The Herbert Wade Kent collection of Chinese ceramics reflects Kent's love of art and nature. Among the classic Song Dynasty (960-1279) celadon wares, the bowl with olive green glaze (1) is very organic in form, almost like a lotus leaf. It was the potter Harold Hughan's favorite piece in the Chinese ceramic collection. A celadon mallet vase (2) is covered with a different shade of green glaze. A thick, ethereal, bluish-green glaze emulates jade in its soft, translucent colour and cool smooth texture. Even the accidental crackles in the glaze resemble the inner markings of jade. The bluish-green colour of the glaze also closely resembles the smoky-green leaves of the Australian eucalyptus or gum tree. Also in the Kent collection, a high-fired ware with an opalescent sky-blue or claire-de-lune glaze is a Song Jun bowl (3). The colours of Jun glaze have been compared by the Chinese to the sky, to the moon, and even to fish-bellies. The opalescent blue glaze of Jun wares is reminiscent of the colour of Australian opals.

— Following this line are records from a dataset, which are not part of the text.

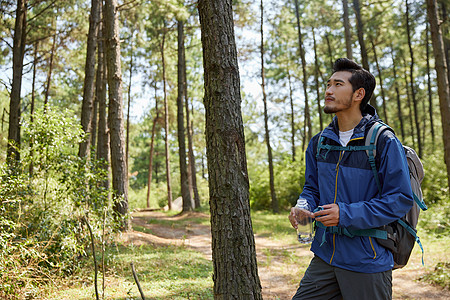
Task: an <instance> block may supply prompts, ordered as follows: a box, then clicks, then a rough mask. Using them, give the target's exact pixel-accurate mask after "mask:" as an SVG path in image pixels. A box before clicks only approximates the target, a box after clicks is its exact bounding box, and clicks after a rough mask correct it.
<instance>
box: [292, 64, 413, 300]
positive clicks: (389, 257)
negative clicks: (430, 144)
mask: <svg viewBox="0 0 450 300" xmlns="http://www.w3.org/2000/svg"><path fill="white" fill-rule="evenodd" d="M375 84H376V83H375V78H374V76H373V75H372V74H370V73H369V72H368V71H366V70H364V69H363V68H362V67H361V66H360V65H358V64H356V63H355V62H353V61H351V60H349V59H346V58H340V59H338V60H337V61H336V62H335V63H334V66H333V75H332V76H331V78H330V79H329V80H328V83H327V90H326V93H325V107H324V112H325V113H328V114H331V113H334V114H336V116H335V117H334V118H333V121H332V122H331V123H330V125H329V126H328V127H327V128H325V130H323V132H321V133H320V134H318V135H316V136H315V137H313V138H312V139H311V141H310V142H309V145H308V149H307V150H306V171H305V186H304V188H303V192H302V193H301V195H300V197H301V198H305V199H306V200H307V201H308V204H309V206H310V207H311V208H312V210H313V211H314V210H316V212H314V213H308V212H306V211H304V210H300V209H298V208H295V207H293V208H292V209H291V213H290V215H289V220H290V222H291V224H292V226H293V227H294V228H297V225H298V223H297V221H296V217H300V218H301V217H305V216H306V215H308V214H309V215H310V216H311V217H314V218H315V219H316V222H321V223H322V224H323V225H322V226H317V228H316V234H315V237H314V241H313V243H312V245H311V251H312V252H313V253H314V258H313V259H312V260H311V263H310V265H309V267H308V269H307V270H306V272H305V275H304V277H303V279H302V280H301V282H300V287H299V288H298V290H297V293H296V294H295V295H294V297H293V298H292V299H342V298H343V299H371V300H372V299H392V268H393V266H394V261H393V257H392V253H391V252H390V251H389V250H387V249H386V248H384V247H382V246H381V245H379V244H378V243H377V241H376V239H375V238H372V237H370V236H354V237H349V236H346V235H344V234H341V233H334V232H339V229H344V228H345V229H347V230H353V231H354V230H364V229H371V228H377V227H379V226H382V225H386V224H389V223H391V222H393V221H395V220H397V219H399V218H400V217H402V216H403V215H405V214H406V213H407V212H408V210H409V209H410V208H411V207H412V204H413V197H412V191H411V185H410V180H409V171H408V166H407V162H406V158H405V154H404V150H403V148H402V145H401V143H400V142H399V141H398V139H397V138H396V137H395V135H394V134H393V133H392V132H391V131H389V130H385V131H383V133H382V134H381V135H380V137H379V138H378V142H377V153H378V155H377V156H376V165H377V170H378V177H379V180H380V183H381V186H382V191H381V194H380V193H379V190H378V187H377V184H376V181H375V179H374V175H373V172H372V170H371V167H370V165H369V162H368V158H367V154H366V152H365V151H333V150H331V151H328V150H327V149H320V151H319V153H317V152H318V142H319V137H320V139H321V140H322V141H323V144H328V145H335V146H347V145H348V146H351V145H353V146H361V145H364V137H365V136H366V134H367V132H368V130H369V129H370V127H371V125H372V124H373V123H374V122H375V121H376V120H379V119H378V116H377V114H376V112H375V109H374V108H373V107H372V106H370V105H369V104H368V102H369V99H370V98H371V96H372V93H373V90H374V88H375ZM319 206H320V209H322V210H317V208H318V207H319ZM333 226H334V227H333ZM332 228H333V229H338V230H330V229H332ZM341 232H342V231H341Z"/></svg>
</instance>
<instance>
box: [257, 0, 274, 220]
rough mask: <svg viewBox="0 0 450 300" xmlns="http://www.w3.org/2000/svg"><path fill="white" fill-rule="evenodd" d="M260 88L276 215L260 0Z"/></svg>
mask: <svg viewBox="0 0 450 300" xmlns="http://www.w3.org/2000/svg"><path fill="white" fill-rule="evenodd" d="M260 8H261V88H262V97H263V103H264V129H265V135H264V136H265V141H266V145H267V160H268V162H269V185H270V198H271V199H272V210H273V212H274V213H278V200H277V195H276V193H275V178H274V174H273V157H272V147H271V145H270V133H269V115H268V113H267V95H266V84H265V74H264V33H263V24H264V5H263V0H261V5H260Z"/></svg>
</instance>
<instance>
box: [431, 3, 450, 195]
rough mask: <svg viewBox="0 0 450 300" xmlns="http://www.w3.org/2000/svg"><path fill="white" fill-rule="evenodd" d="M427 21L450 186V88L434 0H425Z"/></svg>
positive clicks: (443, 50) (438, 22)
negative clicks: (448, 80) (430, 38)
mask: <svg viewBox="0 0 450 300" xmlns="http://www.w3.org/2000/svg"><path fill="white" fill-rule="evenodd" d="M427 12H428V21H429V22H430V31H431V41H432V44H433V53H434V59H435V66H434V67H435V69H436V75H437V84H438V94H439V105H440V110H441V122H442V139H443V141H444V161H445V164H446V165H447V180H448V186H449V188H450V88H449V82H448V76H447V66H448V64H447V61H446V60H445V48H444V42H443V39H442V32H441V31H440V28H439V18H438V13H437V5H436V0H427Z"/></svg>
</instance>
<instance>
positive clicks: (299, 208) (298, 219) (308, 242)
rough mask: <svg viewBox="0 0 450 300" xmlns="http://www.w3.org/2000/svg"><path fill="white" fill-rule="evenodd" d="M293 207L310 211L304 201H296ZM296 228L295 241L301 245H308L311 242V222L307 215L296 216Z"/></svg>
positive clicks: (297, 214)
mask: <svg viewBox="0 0 450 300" xmlns="http://www.w3.org/2000/svg"><path fill="white" fill-rule="evenodd" d="M295 207H297V208H299V209H301V210H306V211H311V208H310V207H309V205H308V202H307V201H306V199H302V198H300V199H298V200H297V204H296V205H295ZM296 219H297V223H298V227H297V239H298V241H299V242H300V243H302V244H309V243H311V242H312V241H313V239H314V237H313V220H312V218H311V217H310V216H309V215H307V214H301V213H297V215H296Z"/></svg>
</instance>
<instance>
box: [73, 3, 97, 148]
mask: <svg viewBox="0 0 450 300" xmlns="http://www.w3.org/2000/svg"><path fill="white" fill-rule="evenodd" d="M99 22H100V6H99V1H98V0H92V1H91V15H90V16H89V32H88V40H87V51H86V64H85V66H84V74H85V75H84V88H83V104H82V107H81V127H82V128H83V131H84V132H85V133H86V134H87V138H86V139H85V140H84V141H83V142H81V143H80V148H79V149H78V156H79V157H88V156H89V152H90V151H89V150H90V146H91V136H90V135H91V134H92V118H93V102H94V83H95V51H96V49H97V33H98V24H99Z"/></svg>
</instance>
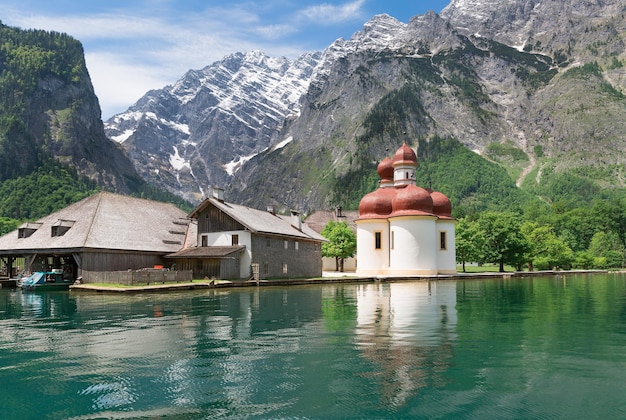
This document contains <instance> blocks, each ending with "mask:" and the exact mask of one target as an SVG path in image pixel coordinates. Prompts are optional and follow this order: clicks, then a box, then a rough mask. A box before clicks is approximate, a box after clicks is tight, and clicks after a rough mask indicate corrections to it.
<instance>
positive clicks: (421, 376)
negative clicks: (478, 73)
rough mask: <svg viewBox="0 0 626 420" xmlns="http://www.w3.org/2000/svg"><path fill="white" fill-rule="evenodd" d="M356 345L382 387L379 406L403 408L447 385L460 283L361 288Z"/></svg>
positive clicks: (394, 283)
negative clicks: (446, 375)
mask: <svg viewBox="0 0 626 420" xmlns="http://www.w3.org/2000/svg"><path fill="white" fill-rule="evenodd" d="M357 296H358V316H357V328H356V333H357V336H356V340H357V344H358V346H359V350H360V352H361V354H362V356H363V357H365V358H366V359H368V360H370V361H371V363H372V365H373V367H372V370H371V372H369V373H367V374H366V375H365V377H366V378H367V379H369V380H374V381H376V382H378V383H379V384H380V387H381V390H380V396H381V403H382V404H383V405H385V406H394V407H402V406H404V405H405V404H406V402H407V399H408V398H410V397H413V396H414V395H415V394H417V393H418V391H419V390H420V389H422V388H426V387H442V386H444V385H445V384H446V379H445V377H444V375H443V373H444V372H445V371H446V369H447V368H448V367H449V366H450V363H451V359H452V356H453V341H454V337H455V332H454V331H455V328H456V322H457V320H456V318H457V317H456V310H455V305H456V284H455V283H454V282H421V283H392V284H373V285H363V286H360V287H359V288H358V289H357Z"/></svg>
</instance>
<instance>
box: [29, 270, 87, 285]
mask: <svg viewBox="0 0 626 420" xmlns="http://www.w3.org/2000/svg"><path fill="white" fill-rule="evenodd" d="M72 284H74V280H72V279H70V278H66V277H65V276H64V275H63V272H62V271H61V270H53V271H36V272H34V273H33V274H31V275H30V276H29V277H28V278H26V279H23V280H22V281H21V282H20V284H19V287H21V288H22V290H68V289H69V288H70V286H71V285H72Z"/></svg>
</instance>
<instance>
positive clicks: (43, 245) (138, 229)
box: [0, 192, 189, 283]
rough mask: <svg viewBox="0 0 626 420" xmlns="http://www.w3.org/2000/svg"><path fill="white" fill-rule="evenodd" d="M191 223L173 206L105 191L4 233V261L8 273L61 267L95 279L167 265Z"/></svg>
mask: <svg viewBox="0 0 626 420" xmlns="http://www.w3.org/2000/svg"><path fill="white" fill-rule="evenodd" d="M188 224H189V220H188V218H187V214H186V213H185V212H184V211H183V210H181V209H179V208H177V207H175V206H174V205H173V204H168V203H160V202H156V201H151V200H145V199H140V198H134V197H128V196H124V195H119V194H113V193H109V192H100V193H97V194H94V195H92V196H90V197H87V198H85V199H83V200H81V201H79V202H77V203H74V204H71V205H69V206H68V207H66V208H64V209H62V210H59V211H57V212H54V213H52V214H50V215H48V216H46V217H43V218H41V219H39V220H37V221H35V222H26V223H24V224H22V225H21V226H20V227H19V228H18V229H17V230H16V231H13V232H10V233H7V234H6V235H3V236H2V237H0V264H2V265H5V266H6V267H7V272H8V273H15V272H16V271H19V272H23V273H24V274H30V273H32V272H35V271H49V270H52V269H61V270H63V272H64V273H67V274H68V276H69V277H70V278H72V279H81V280H82V281H83V282H85V283H90V282H93V281H98V279H99V278H100V273H101V272H105V271H108V272H111V271H128V270H139V269H144V268H150V267H154V266H160V265H163V264H164V256H165V255H167V254H170V253H172V252H174V251H176V250H179V249H180V248H181V247H182V246H183V241H184V238H185V234H186V232H187V225H188ZM18 260H19V261H23V266H21V267H17V263H16V261H18Z"/></svg>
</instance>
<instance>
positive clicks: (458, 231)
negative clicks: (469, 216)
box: [455, 217, 484, 273]
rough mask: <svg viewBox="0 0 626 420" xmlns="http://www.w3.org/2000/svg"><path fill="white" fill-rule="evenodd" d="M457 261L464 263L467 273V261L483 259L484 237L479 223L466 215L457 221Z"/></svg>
mask: <svg viewBox="0 0 626 420" xmlns="http://www.w3.org/2000/svg"><path fill="white" fill-rule="evenodd" d="M455 236H456V261H457V262H458V263H461V264H462V265H463V272H464V273H465V263H466V262H478V261H480V259H481V255H480V250H481V249H482V246H483V243H484V238H483V236H482V235H481V232H480V230H479V229H478V224H477V223H476V222H475V221H471V220H470V219H469V218H467V217H464V218H462V219H459V220H458V221H457V223H456V229H455Z"/></svg>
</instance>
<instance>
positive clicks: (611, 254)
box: [589, 231, 626, 268]
mask: <svg viewBox="0 0 626 420" xmlns="http://www.w3.org/2000/svg"><path fill="white" fill-rule="evenodd" d="M625 251H626V250H625V249H624V245H623V244H622V242H621V241H620V239H619V236H618V235H617V233H615V232H610V231H609V232H604V231H600V232H596V233H595V234H594V235H593V238H591V243H590V244H589V253H590V254H591V255H593V257H594V258H595V259H596V261H598V263H597V264H596V266H598V268H605V267H606V268H608V267H623V266H624V254H625Z"/></svg>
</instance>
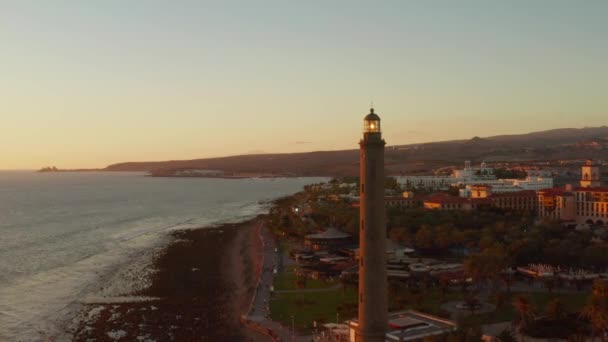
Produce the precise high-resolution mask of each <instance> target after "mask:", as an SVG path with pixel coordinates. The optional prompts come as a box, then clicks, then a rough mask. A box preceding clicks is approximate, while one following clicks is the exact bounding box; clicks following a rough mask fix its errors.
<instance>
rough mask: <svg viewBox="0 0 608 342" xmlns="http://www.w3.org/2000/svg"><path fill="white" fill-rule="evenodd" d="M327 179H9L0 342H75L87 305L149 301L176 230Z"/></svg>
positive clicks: (108, 178)
mask: <svg viewBox="0 0 608 342" xmlns="http://www.w3.org/2000/svg"><path fill="white" fill-rule="evenodd" d="M318 181H320V179H310V178H309V179H283V180H255V181H252V180H246V179H244V180H221V179H196V178H195V179H167V178H150V177H143V176H142V175H140V174H122V173H111V174H109V173H103V174H100V173H61V174H34V173H7V172H0V341H5V340H6V341H15V340H16V341H31V340H44V339H45V338H46V337H52V338H53V339H54V340H57V341H61V340H66V341H67V340H69V339H70V331H69V330H67V331H66V327H70V323H71V324H72V325H73V324H75V323H76V322H79V321H80V320H82V319H87V318H88V317H77V316H75V315H76V313H77V312H79V310H78V309H79V308H81V306H82V304H83V303H112V302H114V303H118V302H121V301H146V300H150V298H145V297H133V296H132V295H133V293H137V292H138V291H139V290H141V289H144V288H145V287H146V286H148V285H149V284H148V281H149V279H150V275H151V274H152V272H154V270H153V269H152V267H151V261H152V259H153V256H154V255H155V253H157V252H158V251H159V250H160V249H161V248H162V247H163V246H165V245H166V243H167V242H168V241H169V240H168V239H167V237H168V234H167V232H170V231H172V230H176V229H188V228H195V227H201V226H208V225H211V224H215V223H218V222H236V221H239V220H243V219H246V218H250V217H253V216H255V215H257V214H258V213H260V212H262V211H264V210H265V208H266V205H265V204H260V201H263V200H268V199H271V198H276V197H279V196H283V195H286V194H289V193H293V192H295V191H298V190H299V189H301V188H302V186H303V185H305V184H309V183H312V182H318ZM94 310H95V309H93V310H92V311H89V312H88V313H86V314H87V315H89V314H95V311H94ZM115 333H116V335H113V336H118V335H119V334H120V332H119V331H117V332H115ZM108 336H109V335H108ZM109 337H110V338H113V337H111V336H109ZM133 338H135V337H133ZM142 338H146V337H144V336H142Z"/></svg>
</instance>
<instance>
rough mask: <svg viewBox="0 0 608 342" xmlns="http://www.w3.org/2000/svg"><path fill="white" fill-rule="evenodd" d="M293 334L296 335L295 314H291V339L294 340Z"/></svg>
mask: <svg viewBox="0 0 608 342" xmlns="http://www.w3.org/2000/svg"><path fill="white" fill-rule="evenodd" d="M295 336H296V323H295V315H291V339H292V340H295Z"/></svg>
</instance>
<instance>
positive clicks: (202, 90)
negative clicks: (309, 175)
mask: <svg viewBox="0 0 608 342" xmlns="http://www.w3.org/2000/svg"><path fill="white" fill-rule="evenodd" d="M606 17H608V1H604V0H586V1H561V0H546V1H542V0H536V1H527V0H525V1H524V0H513V1H501V2H499V1H487V0H479V1H473V0H461V1H452V0H445V1H436V0H428V1H402V0H395V1H358V0H348V1H339V0H336V1H332V0H308V1H295V0H293V1H292V0H281V1H274V0H268V1H262V0H260V1H253V0H246V1H245V0H243V1H231V0H224V1H203V0H198V1H187V0H180V1H154V0H149V1H135V0H121V1H116V0H106V1H101V0H98V1H97V0H96V1H94V0H91V1H80V0H74V1H67V0H55V1H46V0H39V1H28V0H19V1H8V0H0V169H37V168H40V167H42V166H47V165H56V166H57V167H60V168H81V167H82V168H95V167H105V166H106V165H108V164H111V163H116V162H125V161H150V160H170V159H193V158H203V157H215V156H224V155H235V154H245V153H259V152H268V153H270V152H273V153H274V152H301V151H318V150H337V149H355V148H358V144H357V143H358V140H359V138H360V136H361V132H362V119H363V117H364V116H365V115H366V114H367V113H368V112H369V106H370V103H371V102H373V104H374V107H375V109H376V112H377V113H378V114H379V115H380V117H381V118H382V125H383V126H382V127H383V135H384V137H385V140H386V141H387V144H388V145H396V144H408V143H418V142H428V141H438V140H450V139H462V138H465V139H466V138H471V137H473V136H492V135H498V134H514V133H526V132H531V131H538V130H546V129H552V128H561V127H577V128H578V127H586V126H601V125H606V124H608V115H607V114H608V94H607V93H606V89H608V63H607V61H608V20H606Z"/></svg>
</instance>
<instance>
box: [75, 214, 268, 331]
mask: <svg viewBox="0 0 608 342" xmlns="http://www.w3.org/2000/svg"><path fill="white" fill-rule="evenodd" d="M262 222H263V217H262V216H258V217H257V218H255V219H253V220H250V221H247V222H243V223H237V224H224V225H221V226H219V227H214V228H200V229H193V230H182V231H176V232H173V233H172V238H173V242H172V243H170V244H169V245H168V246H167V247H166V248H165V249H164V250H163V251H162V252H161V253H159V254H158V255H157V256H156V258H155V260H154V263H153V266H152V268H153V269H154V271H153V273H152V275H151V276H150V285H149V286H148V287H146V288H145V289H143V290H140V291H137V292H135V293H131V294H129V295H128V296H125V297H121V298H117V299H112V298H104V299H103V300H100V301H99V302H87V303H86V304H84V308H83V310H82V313H81V314H80V315H79V317H80V319H79V321H78V322H76V323H75V330H74V334H73V340H74V341H93V340H94V341H171V340H173V341H266V340H268V339H267V338H266V337H264V336H263V335H259V334H257V333H254V332H252V331H251V330H249V329H246V328H245V327H244V326H243V325H242V324H241V322H240V318H241V316H242V315H243V314H246V313H247V312H248V311H249V307H250V304H251V298H252V296H253V295H254V292H255V287H256V285H257V280H258V276H259V274H260V272H261V267H262V265H261V260H262V258H261V255H262V254H263V246H262V244H261V241H260V238H259V227H260V225H261V224H262Z"/></svg>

Inspired by the Kent collection of Chinese ceramics, Gwyn Hanssen Pigott shares with Kent and the Chinese a spiritual connection with nature. Her vases and bowls are reminiscent of the mountain ranges of Australia and the eucalyptus trees. Her bluish glazes are evocative of the subtle nuance of the luminous lights of the blue sky and the sea, which are elusive and continuously changing - a distillation of nature. Both Kent and Hanssen Piggot also share the spirit of Chinese connoisseurship, the unassuming, simple and refined taste of the Chinese scholars. Her rhythmic ceramic compositions have a stillness that is tranquil and meditative.

Dr Mae Anna Pang
Senior Curator of Asian Art
National Gallery of Victoria International

Dr Mae Anna Pang is Senior Curator of Asian Art at the National Gallery of Victoria International. Gwyn Hanssen Pigott: a survey of works 1955-2005, curated by Jason Smith, Curator of Contemporary Art, is at the National Gallery of Victoria from 4 November 2005-19 March 2006.